Highlights & Insights

  • First PET Foundation Model: This work fills the gap in segmentation foundation models for molecular imaging modalities, establishing a foundation for downstream PET applications.
  • CPCL Noise-Robust Learning: The cross-prompt confidence learning strategy requires no architectural modifications and can be directly transferred to other promptable foundation models. The principle of using two models with different prompt strategies for mutual verification is applicable to any scenario with inconsistent annotation quality.
  • Large-Scale Dataset Contribution: PETS-5k, as the largest PET segmentation dataset, holds significant value for the broader PET analysis community.

Limitations & Future Work

  • The paper primarily focuses on FDG-PET; generalization to other tracers (e.g., PSMA-PET, FLT-PET) remains to be validated.
  • CPCL requires maintaining two model replicas, doubling training cost.
  • The 3D architecture incurs substantial computational overhead; efficiency optimization is needed for practical deployment.
  • Multi-modal PET-CT fusion segmentation is not explored; joint PET+CT input may further improve performance.
  • Self-correction relies on model quality; when the model is insufficiently trained in early stages, incorrect pseudo-labels may be introduced.
  • vs. MedSAM: MedSAM fine-tunes SAM on CT/MRI but does not account for PET-specific characteristics and operates in 2D. SegAnyPET is purpose-designed for PET with a 3D architecture.
  • vs.

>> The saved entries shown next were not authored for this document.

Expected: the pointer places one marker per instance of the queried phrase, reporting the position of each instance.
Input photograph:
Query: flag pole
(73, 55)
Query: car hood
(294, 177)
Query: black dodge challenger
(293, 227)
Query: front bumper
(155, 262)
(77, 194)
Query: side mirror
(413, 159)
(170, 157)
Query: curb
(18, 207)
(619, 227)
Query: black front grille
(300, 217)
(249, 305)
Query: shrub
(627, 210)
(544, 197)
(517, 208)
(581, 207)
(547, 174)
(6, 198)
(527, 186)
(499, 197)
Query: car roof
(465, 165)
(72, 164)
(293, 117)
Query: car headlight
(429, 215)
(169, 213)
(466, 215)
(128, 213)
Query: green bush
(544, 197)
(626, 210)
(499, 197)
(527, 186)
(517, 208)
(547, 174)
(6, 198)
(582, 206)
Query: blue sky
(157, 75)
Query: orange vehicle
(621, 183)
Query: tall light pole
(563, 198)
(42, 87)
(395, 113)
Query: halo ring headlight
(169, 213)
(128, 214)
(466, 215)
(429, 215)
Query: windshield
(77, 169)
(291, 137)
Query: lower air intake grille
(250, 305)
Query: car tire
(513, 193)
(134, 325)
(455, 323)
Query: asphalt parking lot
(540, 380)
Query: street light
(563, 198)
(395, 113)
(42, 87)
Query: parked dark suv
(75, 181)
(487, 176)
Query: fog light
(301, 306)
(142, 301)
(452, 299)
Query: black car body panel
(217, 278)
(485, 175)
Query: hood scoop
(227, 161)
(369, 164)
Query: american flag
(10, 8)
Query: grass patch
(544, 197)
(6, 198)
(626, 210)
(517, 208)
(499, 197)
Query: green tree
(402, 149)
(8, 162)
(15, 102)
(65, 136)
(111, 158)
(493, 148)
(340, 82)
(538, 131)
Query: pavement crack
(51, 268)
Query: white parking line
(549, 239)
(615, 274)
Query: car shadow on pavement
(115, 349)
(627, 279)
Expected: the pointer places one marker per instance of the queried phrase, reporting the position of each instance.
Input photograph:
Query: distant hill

SAM-Med3D: Although also 3D, SAM-Med3D does not address annotation noise and is primarily trained on CT data.
  • vs. SAMed: SAMed fine-tunes SAM with LoRA but remains a 2D architecture and lacks large-scale PET data.

Rating

  • Novelty: ⭐⭐⭐⭐ Pioneering as the first PET foundation model with CPCL strategy, though the overall technical design is relatively standard.
  • Experimental Thoroughness: ⭐⭐⭐⭐ Large-scale dataset validation across diverse settings with comprehensive ablations.
  • Writing Quality: ⭐⭐⭐⭐ Clear motivation and well-organized structure.
  • Value: ⭐⭐⭐⭐⭐ The dataset and model offer substantial value to the PET analysis community.